Friday, March 14, 2014

GMOs take 3: what does Roundup actually do?

Alright, at the risk of typecasting myself as a one-trick pony, I have decided to write a piece about Roundup and how it works.  Given the recent traffic I've been getting on my GMO-related posts though, it seems there's a dearth of easily accessible, good scientific information out there on what really goes on when it comes to GMOs, and people really want to know more.

So, first of all, Roundup is the name of an herbicide that is sold by Monsanto.  I understand that everyone thinks Monsanto is the worst thing to ever happen to the planet, but lets put that aside for now and just focus on the science.  Roundup is the trade name for a chemical called Glyphosate, it looks like this:

What this chemical does is it inhibits an enzyme (5-enolpyruvylshikimate-3-phosphate synthase, or EPSPS for short), which is involved in making the precursor to the biosynthetic pathways of the amino acids tyrosine, tryptophan, and phenylalanine.  For reference, human beings do not have these pathways, we need to get our aromatic amino acids from our food.  That means that if you were accidentally sprayed with Roundup, nothing would happen to you.  This inhibition is competitive, which means that the glyphosate binds to the site in the enzyme where its substrate would go.  Anyway, this basically inhibits plant growth because those amino acids are necessary for plants to grow.  Idealy, the only plants that are able to grow in the presence of Glyphosate are those that have been genetically modified to be glyphosate resistant, or Roundup Ready.
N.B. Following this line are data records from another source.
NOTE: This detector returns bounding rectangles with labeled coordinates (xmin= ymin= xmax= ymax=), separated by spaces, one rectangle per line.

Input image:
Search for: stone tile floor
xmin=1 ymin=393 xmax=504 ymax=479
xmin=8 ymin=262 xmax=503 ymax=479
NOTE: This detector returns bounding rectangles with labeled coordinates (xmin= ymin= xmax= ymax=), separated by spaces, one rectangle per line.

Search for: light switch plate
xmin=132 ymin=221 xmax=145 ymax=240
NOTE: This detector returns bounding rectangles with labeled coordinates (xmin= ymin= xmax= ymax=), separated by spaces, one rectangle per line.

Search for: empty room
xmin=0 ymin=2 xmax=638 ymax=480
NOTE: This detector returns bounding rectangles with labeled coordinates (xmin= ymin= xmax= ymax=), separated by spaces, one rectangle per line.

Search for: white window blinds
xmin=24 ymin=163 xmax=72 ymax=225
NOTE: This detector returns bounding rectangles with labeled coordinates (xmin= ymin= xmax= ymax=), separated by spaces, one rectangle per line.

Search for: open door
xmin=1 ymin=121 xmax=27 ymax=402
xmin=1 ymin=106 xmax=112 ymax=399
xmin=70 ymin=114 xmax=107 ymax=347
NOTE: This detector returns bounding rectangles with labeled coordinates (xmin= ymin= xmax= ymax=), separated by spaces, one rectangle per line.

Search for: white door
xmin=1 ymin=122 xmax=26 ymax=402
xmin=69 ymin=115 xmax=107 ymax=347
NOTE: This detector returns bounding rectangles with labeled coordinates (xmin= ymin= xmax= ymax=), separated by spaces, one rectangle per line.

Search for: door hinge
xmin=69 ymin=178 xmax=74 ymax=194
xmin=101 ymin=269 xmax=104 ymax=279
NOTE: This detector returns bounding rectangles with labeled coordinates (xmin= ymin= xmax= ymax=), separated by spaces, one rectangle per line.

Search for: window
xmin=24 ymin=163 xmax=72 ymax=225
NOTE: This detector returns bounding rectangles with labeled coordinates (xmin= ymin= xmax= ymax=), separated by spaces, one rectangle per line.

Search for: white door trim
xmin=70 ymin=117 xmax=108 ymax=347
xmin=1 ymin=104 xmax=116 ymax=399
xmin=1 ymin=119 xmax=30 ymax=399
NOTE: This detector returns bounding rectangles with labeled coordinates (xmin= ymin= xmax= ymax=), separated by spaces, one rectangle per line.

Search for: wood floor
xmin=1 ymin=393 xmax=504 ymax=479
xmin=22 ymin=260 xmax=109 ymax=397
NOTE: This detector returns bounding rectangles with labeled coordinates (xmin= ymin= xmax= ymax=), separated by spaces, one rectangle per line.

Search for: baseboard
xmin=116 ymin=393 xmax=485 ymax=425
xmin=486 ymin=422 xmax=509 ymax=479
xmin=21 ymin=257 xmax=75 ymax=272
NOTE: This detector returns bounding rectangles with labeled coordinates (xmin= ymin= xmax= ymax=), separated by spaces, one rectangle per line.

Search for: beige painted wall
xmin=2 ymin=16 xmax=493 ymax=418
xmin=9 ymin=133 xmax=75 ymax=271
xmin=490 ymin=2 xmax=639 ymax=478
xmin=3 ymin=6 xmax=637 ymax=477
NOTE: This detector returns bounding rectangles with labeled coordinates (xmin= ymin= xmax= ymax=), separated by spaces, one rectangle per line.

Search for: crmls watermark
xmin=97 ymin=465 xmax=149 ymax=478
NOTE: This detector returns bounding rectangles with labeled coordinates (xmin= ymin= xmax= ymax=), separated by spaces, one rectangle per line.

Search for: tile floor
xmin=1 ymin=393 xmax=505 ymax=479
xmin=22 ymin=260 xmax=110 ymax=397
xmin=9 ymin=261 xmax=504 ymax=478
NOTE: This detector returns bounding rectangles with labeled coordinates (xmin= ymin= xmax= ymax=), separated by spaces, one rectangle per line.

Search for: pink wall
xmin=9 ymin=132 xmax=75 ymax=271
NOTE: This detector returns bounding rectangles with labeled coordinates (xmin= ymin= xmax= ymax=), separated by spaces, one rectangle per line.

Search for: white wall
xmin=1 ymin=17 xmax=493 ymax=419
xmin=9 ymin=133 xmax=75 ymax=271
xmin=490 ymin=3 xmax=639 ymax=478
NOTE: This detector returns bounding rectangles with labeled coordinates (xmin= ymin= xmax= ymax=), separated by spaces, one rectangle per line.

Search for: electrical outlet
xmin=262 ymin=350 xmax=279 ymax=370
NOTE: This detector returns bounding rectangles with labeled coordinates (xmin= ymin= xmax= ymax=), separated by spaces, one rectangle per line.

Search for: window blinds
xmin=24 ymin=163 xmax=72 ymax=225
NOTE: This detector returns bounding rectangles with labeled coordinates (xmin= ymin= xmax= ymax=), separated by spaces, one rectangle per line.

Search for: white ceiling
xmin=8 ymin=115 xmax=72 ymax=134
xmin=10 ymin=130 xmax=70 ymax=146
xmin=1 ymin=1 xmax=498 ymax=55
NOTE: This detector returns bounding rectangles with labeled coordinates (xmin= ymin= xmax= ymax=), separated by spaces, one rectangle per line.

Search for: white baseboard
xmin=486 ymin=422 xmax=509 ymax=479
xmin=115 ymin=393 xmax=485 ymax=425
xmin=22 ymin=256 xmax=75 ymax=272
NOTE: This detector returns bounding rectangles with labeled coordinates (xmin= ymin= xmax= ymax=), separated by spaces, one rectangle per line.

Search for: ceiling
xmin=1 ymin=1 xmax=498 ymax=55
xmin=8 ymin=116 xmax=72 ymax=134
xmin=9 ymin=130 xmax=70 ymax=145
Glyphosate-resistant plants have been genetically modified to over-express bacterial EPSPS.  That means the plants express the bacterial form of the gene, which is resistant to the effects of the inhibitor, at amounts that are higher than normal gene expression for the plant.  Scientists do this kind of over-expression all the time, including for something as simple as purifying proteins or for making vaccines.  When we over-express a gene, we're basically asking the host organism to make as many copies of it as is possible.  That's it, that's all there is to it.  The bacterial gene isn't bad for humans or other animals, because a) we don't have the necessary biochemical pathway anyway, and b) like I said in my first post on GMOs, the food we eat every single day is covered in bacteria which means that at many, many points in your life, you've consumed bacteria that has EPSPS in its genome, and you've lived to tell the tale!  Eating Roundup Ready plants is no worse than eating bacteria-covered plants, you're exposed to the same genes.

Ok, so most people argue that Roundup is a toxic chemical and they don't want to be eating crops that are completely doused in herbicides and pesticides.  See, people think that because something kills a plant, it's automatically dangerous to people.  But that's simply not true.  Another commonly used herbicide is 2,4-D (aka 2,4-dichlorophenoxyacetic acid), which is a synthetic auxin.  Auxin is a plant hormone that mediates plant growth and development.  Sidebar: plants only have 5 types of hormones that basically do EVERYTHING!  Plants are amazing!

Anyway, every time I debate with people about GMOs, the conversation is always derailed by the evil practices of Monsanto.  And that's because as soon as you really understand the science behind GMOs, it's hard to argue against it.  Monsanto is a company that wants to make money (GASP!), and so yes, it charges people to use its products.  But that doesn't mean GMOs are bad or will kill you.  Glyphosate and the products of its degradation have been shown to have low toxicity when ingested, inhaled, or applied to skin.  It's not a toxin that kills everything it touches except for Frankenplants.  It's a little bit less effective now because the improper and/or widespread use of glyphosate has led to the development of resistant weeds - this is the same problem we're starting to see with the widespread, improper use of antibiotics.